To me, I do it because there is a patient like my grandfather. There is a caregiver like my mother. There’s a little kid like me who’s out there trying to navigate a system that is complicated and scary, and somehow sleep at night feeling like they’ve done the best for their loved one. And for me, if I’m in a position where I can help those families or help the caregivers that we employ, for example, that are serving those patients — that’s the greatest motivator, and I don’t know where else I could find that level of fulfillment.

What changes do you want to see — and perhaps help shape — in the wake of the COVID-19 crisis in post-acute and long-term care?

You’re absolutely right: Change is coming. What it looks like, how we shape it, remains to be seen in some ways.

COVID has elucidated a real concern around how we care for our loved ones. The headlines have talked about patients and residents at nursing homes, and the inability for their families to come and visit them — and the challenges that are then really exacerbated by social isolation and loneliness.
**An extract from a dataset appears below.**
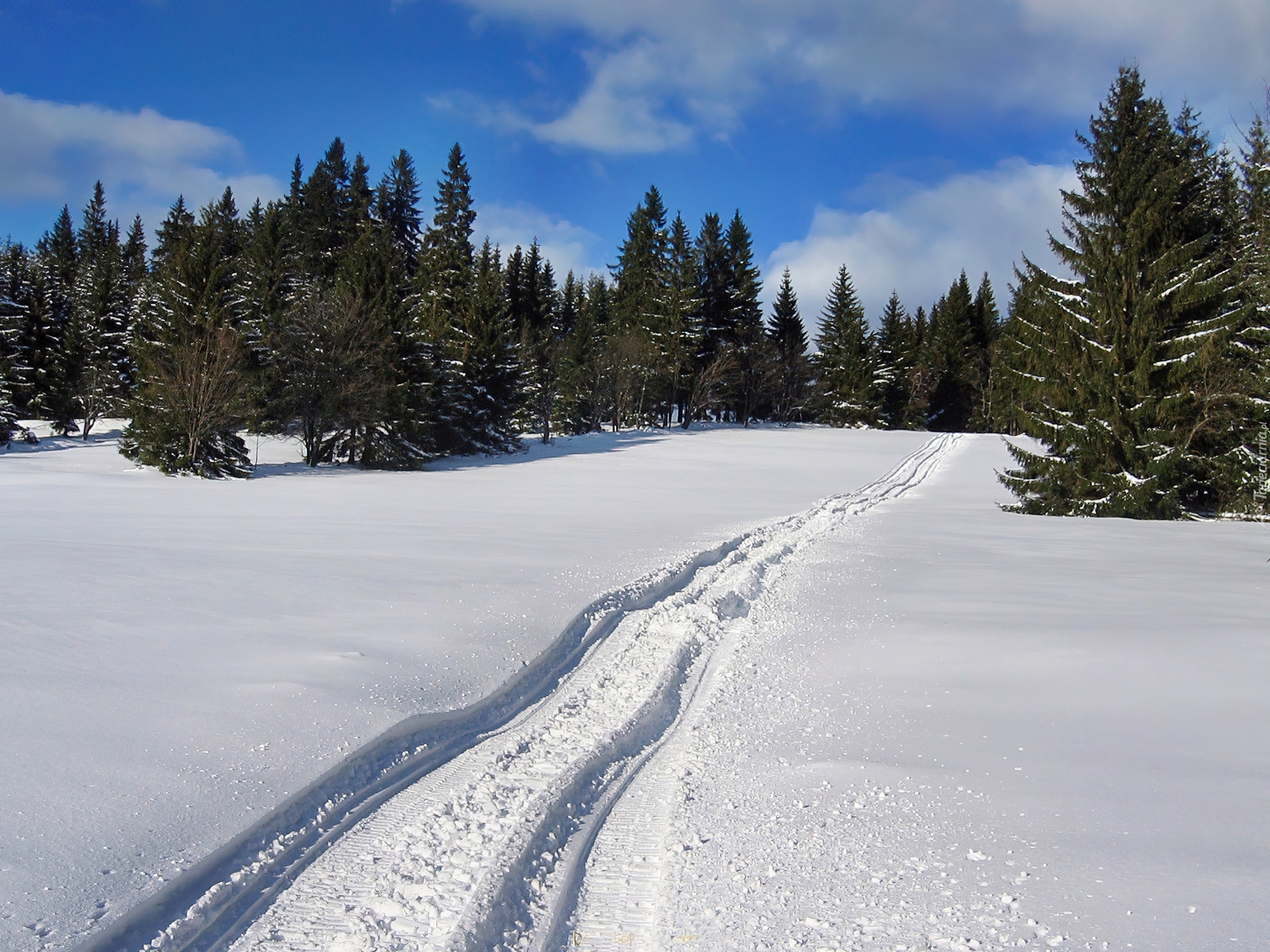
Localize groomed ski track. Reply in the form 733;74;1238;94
80;434;960;952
I think that you’re going to see some significant shift — both from the industry in how they more effectively engage the family caregiver, but also from the family caregiver as a consumer of health care, or a decision-maker in health care. I believe that we will see a much more active role for the family caregiver than we’ve seen before. We’ve always talked about it, and they’re always part of the care team. But I think we’re going to see that manifest in a very different way, in a much more active way, in the future.

I think that’s going to come hand-in-hand with one of the things that we’ve also seen through COVID, and that has been around patient goals of care. We have seen patients that have been vulnerable and higher-risk with respect to COVID come into the hospital, and there have been life-saving measures, ventilators, et cetera. You have to wonder whether the work has been done to determine what’s important to those patients, what decisions they would have made had they been able to make them prior to an emerging event like that.

That’s going to be another place where I believe we may be more ready for a conversation around advanced care planning, end-of-life care, palliative and hospice care, than we have before.

Perhaps it doesn’t have to be such a scary topic. We all will die one day — death and taxes, right? But I think really focusing in on what is important to patients when they come into a long-term care facility for the first time, and making sure that we honor and respect and update those patient goals — for me, it’s the part that’s probably the farthest reach in the work that I do, working with hospitals and health systems and post-acute providers and alternative payment models. But I think there’s room there, and room within these models in particular, to innovate and try new ways of engaging the family in that care plan, supporting the family at home, supporting the patients who may leave the facility and return to the community.

There’s just so much that can make that fabric richer, and I’m really excited that we may see something over the next five or so years that really strengthens the community around the patient and brings the care team together in a real sincere way, maybe more than we’ve seen in the past.